Patrick Mulrenan writes:
On a corner of Calcutta Street, 50 metres from the Calcutta House campus entrance to Londonmet University, a branch Costa Coffee has just opened. To some at the campus, this is simply somewhere new to go at lunchtime, to others it is symbolic of the spread of the City of London into the poorer areas of Tower Hamlets. But it will certainly provide more choice of coffee. This expanded choice should make us happy- it means that we can get the hot drink that will match more closely what we really want.
Government policy in the last thirty years has promoted the idea of choice in public services to match that offered by the private sector.
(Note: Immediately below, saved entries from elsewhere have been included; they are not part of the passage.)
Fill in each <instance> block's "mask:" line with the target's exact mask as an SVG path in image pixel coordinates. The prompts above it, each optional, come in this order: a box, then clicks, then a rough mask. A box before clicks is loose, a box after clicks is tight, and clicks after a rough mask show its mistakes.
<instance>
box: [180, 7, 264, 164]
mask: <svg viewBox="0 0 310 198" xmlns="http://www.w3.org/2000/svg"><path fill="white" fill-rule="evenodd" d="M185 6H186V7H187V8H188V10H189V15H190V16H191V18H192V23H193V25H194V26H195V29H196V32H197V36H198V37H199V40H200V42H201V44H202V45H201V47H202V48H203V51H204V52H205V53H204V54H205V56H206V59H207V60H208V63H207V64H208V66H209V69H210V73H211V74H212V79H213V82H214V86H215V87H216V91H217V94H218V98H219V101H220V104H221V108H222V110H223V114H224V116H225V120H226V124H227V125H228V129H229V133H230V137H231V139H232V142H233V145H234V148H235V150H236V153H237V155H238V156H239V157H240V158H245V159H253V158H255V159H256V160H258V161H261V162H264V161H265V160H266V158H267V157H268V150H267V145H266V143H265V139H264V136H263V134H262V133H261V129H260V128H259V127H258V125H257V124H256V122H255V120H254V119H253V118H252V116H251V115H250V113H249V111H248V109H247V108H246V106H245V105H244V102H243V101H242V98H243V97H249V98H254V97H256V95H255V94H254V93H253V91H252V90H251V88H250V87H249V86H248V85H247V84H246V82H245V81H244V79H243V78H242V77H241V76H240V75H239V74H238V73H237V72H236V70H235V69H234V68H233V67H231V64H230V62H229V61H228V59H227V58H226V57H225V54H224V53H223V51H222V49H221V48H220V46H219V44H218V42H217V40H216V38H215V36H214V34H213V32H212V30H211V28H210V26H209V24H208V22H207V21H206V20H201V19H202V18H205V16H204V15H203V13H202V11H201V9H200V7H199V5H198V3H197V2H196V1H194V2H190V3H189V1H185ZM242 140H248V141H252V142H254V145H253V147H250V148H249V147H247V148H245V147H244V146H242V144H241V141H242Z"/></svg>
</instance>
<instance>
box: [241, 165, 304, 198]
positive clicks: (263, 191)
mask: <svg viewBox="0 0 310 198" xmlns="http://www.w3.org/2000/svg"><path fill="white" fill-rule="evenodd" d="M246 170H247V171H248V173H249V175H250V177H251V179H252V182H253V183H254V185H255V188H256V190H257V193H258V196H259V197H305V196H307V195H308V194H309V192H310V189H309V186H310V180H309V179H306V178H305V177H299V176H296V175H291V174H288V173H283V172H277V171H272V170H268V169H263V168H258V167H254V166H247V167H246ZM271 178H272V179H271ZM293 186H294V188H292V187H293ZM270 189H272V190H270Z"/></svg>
Under New Labour we were promised the end to ‘one size fits all’ services and to ‘bog standard comprehensives’. Choice is both good in itself and the means to an end- services will become cheaper and better as they compete for users. Ministers pointed to mediocre customer care, and to mistakes such as the building of mass council housing as examples of what happens when service users lack choice. Users have no ‘exit option’ to go elsewhere for services- and service providers know it.
There have been many criticisms of this approach. Choice is clearly not appropriate in some services- should criminals have a choice of police officer to arrest them? Private sector providers would lack the public sector ethos, and are more interested in profit than in providing a service. And the record of some private providers has been abysmal, as recently seen in Panorama’s expose of ‘care’ homes.
But another argument is that not only does choice does not work in the public sector, but it may not work in the private sector either. In ‘The Paradox of Choice’, Schwartz argues that choice does not necessarily make us happy- in fact it can make us anxious and unhappy. In one of the most quoted experiments in the book researchers set up a supermarket display with 6 types of jam, offering samples of the jam and a dollar coupon off the price of the jams. They then set up the same display with 24 types of jam. Contrary to what you might expect, the percentage of customers who took up the offer and subsequently bought jam was much higher when there was less choice (30 per cent) than when there was more choice (3 per cent). And when they did buy the jam, those offered more choice were less happy with what they had bought.
This is partly because choice can make us confused and dissatisfied. Anyone who has been to huge shopping centres with hundreds of shops can understand this. In a memorable episode of the Simpsons, Marge Simpson visits a huge shopping centre, Monstromart, which proudly advertises as a place ‘where shopping is a baffling ordeal’. If you think that you will get the goods that perfectly match your desires, you can never be satisfied.
There may be lessons for public services, where they key word is ‘personalisation’- offering people choice and individualising provision. Perhaps what people want is good local public services- not a bewildering choice of providers.